Why Verses Is Moving Toward Multimodal Generative AI - Blurring the Line Between Listening and Creati

1. It All Started with a Question

We began with a set of big, bold questions:

Does music have to be something we only listen to?
Why does creativity still feel like it belongs only to professionals?
How should technology transform music—or can it at all?

These questions weren’t just about making music with tech. They were about how music can create emotional connections and meaningful experiences.

That’s why we built the MetaMusic System—a tool that combines visuals, audio, and narrative to create a new kind of sensory experience. A way to go beyond passive listening and step into music as a visual and interactive medium. It’s more than just generative AI. It’s an experiment in how music expands when it meets sight and interaction.

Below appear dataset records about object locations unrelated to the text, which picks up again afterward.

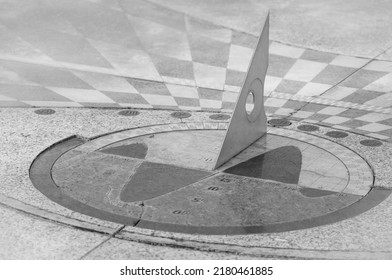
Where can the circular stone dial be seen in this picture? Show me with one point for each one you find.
(161, 177)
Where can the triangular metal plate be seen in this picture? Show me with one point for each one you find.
(245, 128)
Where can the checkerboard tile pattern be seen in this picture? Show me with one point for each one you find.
(344, 170)
(121, 54)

Along this journey, we were honored to receive a CES Innovation Award and collaborate with world-class artists. But we knew something was still missing.

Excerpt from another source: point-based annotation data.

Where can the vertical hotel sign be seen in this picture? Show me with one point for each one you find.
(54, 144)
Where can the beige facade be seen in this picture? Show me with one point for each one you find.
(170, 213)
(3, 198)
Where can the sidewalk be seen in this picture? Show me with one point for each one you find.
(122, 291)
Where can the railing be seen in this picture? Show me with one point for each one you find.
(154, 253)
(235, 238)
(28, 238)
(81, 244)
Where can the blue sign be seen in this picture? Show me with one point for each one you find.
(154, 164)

True transformation begins only when everyone is invited to take part.

2. Creation Should Be Everyday, Not Exclusive

Today, most people are used to listening to music. But actually creating music still feels out of reach.

To compose, you need to know how to play an instrument.
To sing, you need a good voice.
To make a music video, you need editing skills.

Isn’t that unfair? Everyone has emotions and stories they want to express—yet only a few have the tools to turn them into music.

So we asked: What if technology could break down these walls?

That’s where multimodal generative AI comes in.

3. Music Is No Longer Just Sound

Right now, platforms like YouTube, TikTok, and Instagram are overflowing with music-based content.